Володя подходит ко мне и помогает собирать. Он
вроде и не чувствует смущения. То есть, я тут одна
нахожу ситуацию неловкой? И странной. И волнующей.
Ну, то есть, я считала, он обо мне и не думает, а у
него тут куча моих портретов. Это… приятно, наверное.
Или, может, он всего лишь счёл меня… как это сказать?
Портретогеничной? Интересно, он вообще считает меня
красивой? В день нашей первой встречи он сказал, что я…
так себе. Если тогда я не придала этому значения, то
сейчас… меня это волнует.
– А ты Машу когда-нибудь рисовал? - Глупый вопрос,
конечно, рисовал, он же её без памяти любил.

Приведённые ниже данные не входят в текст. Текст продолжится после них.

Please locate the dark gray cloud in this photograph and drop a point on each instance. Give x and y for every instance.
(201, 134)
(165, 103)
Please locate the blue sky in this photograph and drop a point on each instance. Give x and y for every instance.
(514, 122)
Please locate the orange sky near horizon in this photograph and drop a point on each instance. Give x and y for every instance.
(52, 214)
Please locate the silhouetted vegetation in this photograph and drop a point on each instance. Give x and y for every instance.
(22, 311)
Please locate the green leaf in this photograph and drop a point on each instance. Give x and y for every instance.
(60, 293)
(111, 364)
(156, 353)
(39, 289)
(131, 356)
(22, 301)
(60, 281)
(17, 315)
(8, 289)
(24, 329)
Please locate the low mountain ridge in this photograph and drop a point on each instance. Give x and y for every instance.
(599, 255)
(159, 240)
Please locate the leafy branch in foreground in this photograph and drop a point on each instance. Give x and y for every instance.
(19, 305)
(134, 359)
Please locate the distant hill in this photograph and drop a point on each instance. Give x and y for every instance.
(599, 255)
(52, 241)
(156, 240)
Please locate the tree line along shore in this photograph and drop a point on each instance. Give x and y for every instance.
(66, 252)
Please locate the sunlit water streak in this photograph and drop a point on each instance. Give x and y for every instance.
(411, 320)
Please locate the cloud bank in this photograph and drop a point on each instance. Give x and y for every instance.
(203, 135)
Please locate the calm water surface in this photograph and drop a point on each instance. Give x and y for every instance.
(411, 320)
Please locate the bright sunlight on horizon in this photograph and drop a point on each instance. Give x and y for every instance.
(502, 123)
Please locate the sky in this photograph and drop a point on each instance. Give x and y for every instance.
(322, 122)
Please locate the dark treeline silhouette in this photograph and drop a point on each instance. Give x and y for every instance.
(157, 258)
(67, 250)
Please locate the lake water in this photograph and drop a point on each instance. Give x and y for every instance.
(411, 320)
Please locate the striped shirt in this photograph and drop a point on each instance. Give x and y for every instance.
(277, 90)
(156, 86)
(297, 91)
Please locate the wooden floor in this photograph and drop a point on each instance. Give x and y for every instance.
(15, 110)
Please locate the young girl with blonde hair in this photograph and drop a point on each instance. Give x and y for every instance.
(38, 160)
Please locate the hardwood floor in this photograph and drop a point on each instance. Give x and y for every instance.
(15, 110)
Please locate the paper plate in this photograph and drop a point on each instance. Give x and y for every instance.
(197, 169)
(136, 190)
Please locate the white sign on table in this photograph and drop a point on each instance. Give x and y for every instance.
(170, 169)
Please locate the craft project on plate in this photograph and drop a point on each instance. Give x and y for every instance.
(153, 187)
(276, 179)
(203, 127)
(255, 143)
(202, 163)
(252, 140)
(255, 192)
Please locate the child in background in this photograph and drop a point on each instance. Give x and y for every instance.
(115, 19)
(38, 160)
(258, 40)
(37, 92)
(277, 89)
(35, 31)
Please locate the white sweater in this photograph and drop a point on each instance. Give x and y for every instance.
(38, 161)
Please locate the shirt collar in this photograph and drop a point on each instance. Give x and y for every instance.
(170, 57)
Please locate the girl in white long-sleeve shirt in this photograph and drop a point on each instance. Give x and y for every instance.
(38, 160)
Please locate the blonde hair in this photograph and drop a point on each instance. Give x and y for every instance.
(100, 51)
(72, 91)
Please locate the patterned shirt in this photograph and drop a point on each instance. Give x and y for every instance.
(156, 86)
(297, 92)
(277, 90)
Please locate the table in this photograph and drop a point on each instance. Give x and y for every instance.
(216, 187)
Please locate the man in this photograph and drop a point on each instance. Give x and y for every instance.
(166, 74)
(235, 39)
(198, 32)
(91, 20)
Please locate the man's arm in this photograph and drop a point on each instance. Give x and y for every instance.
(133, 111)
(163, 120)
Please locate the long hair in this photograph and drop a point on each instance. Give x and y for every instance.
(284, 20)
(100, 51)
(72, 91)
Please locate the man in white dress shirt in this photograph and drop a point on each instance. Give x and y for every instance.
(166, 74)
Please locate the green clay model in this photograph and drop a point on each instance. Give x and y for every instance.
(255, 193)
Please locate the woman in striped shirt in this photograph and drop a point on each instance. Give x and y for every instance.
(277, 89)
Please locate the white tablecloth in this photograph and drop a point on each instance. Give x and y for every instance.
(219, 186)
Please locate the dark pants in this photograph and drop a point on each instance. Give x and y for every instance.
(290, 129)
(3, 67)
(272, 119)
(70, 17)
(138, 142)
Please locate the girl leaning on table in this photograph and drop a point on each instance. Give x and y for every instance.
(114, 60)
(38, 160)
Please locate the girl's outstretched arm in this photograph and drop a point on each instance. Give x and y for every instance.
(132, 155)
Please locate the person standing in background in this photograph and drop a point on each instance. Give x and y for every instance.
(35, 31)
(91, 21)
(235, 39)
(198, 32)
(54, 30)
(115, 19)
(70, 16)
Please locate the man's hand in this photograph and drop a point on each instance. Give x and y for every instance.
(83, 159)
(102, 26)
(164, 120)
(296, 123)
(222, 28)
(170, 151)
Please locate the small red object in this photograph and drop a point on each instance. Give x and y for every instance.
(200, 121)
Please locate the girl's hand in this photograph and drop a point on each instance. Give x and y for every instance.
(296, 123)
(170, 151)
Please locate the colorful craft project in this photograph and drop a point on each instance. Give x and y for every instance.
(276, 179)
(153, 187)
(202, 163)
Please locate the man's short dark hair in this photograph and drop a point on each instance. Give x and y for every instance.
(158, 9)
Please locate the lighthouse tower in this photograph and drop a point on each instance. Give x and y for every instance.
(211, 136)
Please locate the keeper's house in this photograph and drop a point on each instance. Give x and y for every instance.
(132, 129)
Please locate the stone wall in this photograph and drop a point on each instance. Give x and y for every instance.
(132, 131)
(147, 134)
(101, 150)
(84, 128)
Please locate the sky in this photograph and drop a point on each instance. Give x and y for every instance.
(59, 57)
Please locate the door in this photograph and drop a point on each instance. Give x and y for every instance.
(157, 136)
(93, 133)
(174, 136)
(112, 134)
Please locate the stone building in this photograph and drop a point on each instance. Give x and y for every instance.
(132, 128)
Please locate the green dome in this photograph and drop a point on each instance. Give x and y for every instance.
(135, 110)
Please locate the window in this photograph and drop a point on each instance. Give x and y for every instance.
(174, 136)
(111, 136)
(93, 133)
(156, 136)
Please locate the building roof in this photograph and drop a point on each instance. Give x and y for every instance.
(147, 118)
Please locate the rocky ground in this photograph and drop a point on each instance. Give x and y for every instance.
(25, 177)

– Рисовал, - ровно отвечает Володя.
Я сглатываю, уговаривая себя не задавать следующий
вопрос.
– И… много её портретов сохранилось?
– А что?
Он испытующе смотрит на меня. Я чувствую себя
насекомым в банке.
– Просто хочу… Хочу…
Собрав рисунки, Художник встаёт. Я тоже.
– Чего? - осторожно спрашивает он. Будто я дикое
животное, которое он боится спугнуть.
И вправду, чего? Узнать, насколько сильно ты был
помешан на ней? Сколько тысяч лисов бумаги ты исписал
её портретами? Как сильно ты её любил? Полюбишь ли
ты когда-нибудь так же сильно меня? Полюбишь ли ты
меня когда-нибудь вообще?
Володя пристально смотрит на меня. Я не знаю, что
хотела сказать. Вернее, знаю, но вариантов так много, и
не один из них не может считаться верным.
– Чего ты хочешь?
Была не была…
– Тебя…
Листы бумаги белым ворохом разлетаются в воздухе,
и вот я уже в его объятиях, и он целует меня, горячо
и напористо. И я отвечаю с не меньшим энтузиазмом,
путаюсь пальцами в его тёмных волосах.
К чёрту Машу и самобичевание, подождут.
Мерзко на душе, ей-богу мерзко. Если моя жизнь -
это кино, то оно чертовски хреновое. Хотя, какое там
кино. В кино обычно всё легко
да хэппи-энды. Плетусь домой, думая, что скажет мама. По
голове точно не погладит. Арина Викторовна наверняка ей
рассказала, что у нас был пожар, уроки отменили, а я
благополучно свалила первой. Но мне, если честно, всё
равно. Я расставила все точки над «i» с Художником, и
сейчас на душе мерзко, ей-богу мерзко. Между нами
вообще не должно было происходить то, что произошло. А
я, дура сентиментальная, дала волю эмоциям. Возможно,
если б ещё тогда в школьном дворе я не повела бы себя
так, будто в Володе заключена вся моя жизнь, ничего
бы не случилось. Я бы послала его и преспокойно пошла
бы домой. Я всегда это умела. Держать себя в руках. Не
поддаваться эмоциям. Действовать согласно разуму, а не
гормонам. Сегодня не смогла. Или не захотела. Может,
попыталась отсрочить неизбежное.
Я поняла, что совершила ошибку уже тогда, когда
одевалась. В конце концов, я ведь снова переспала с
Володей, хотя ещё недавно пыталась помирить его с
бывшей девушкой и была уверена, что мы с ним не
пара. Нам, чёрт побери, не по пути. Но, что сделано, то
сделано, и теперь нужно разбираться с последствиями, а
не сокрушаться над содеянным. Я и разобралась. Сказала,
что то, что между нами происходит должно прекратиться,
ибо никому из нас это не надо и ни к чему хорошему
не приведёт. Я была убедительна, очень убедительна, чёрт,
да я сама себе поверила. А он разбил всю мою уверенность
в сказанном одной фразой: «Не хочу, чтобы ты уходила».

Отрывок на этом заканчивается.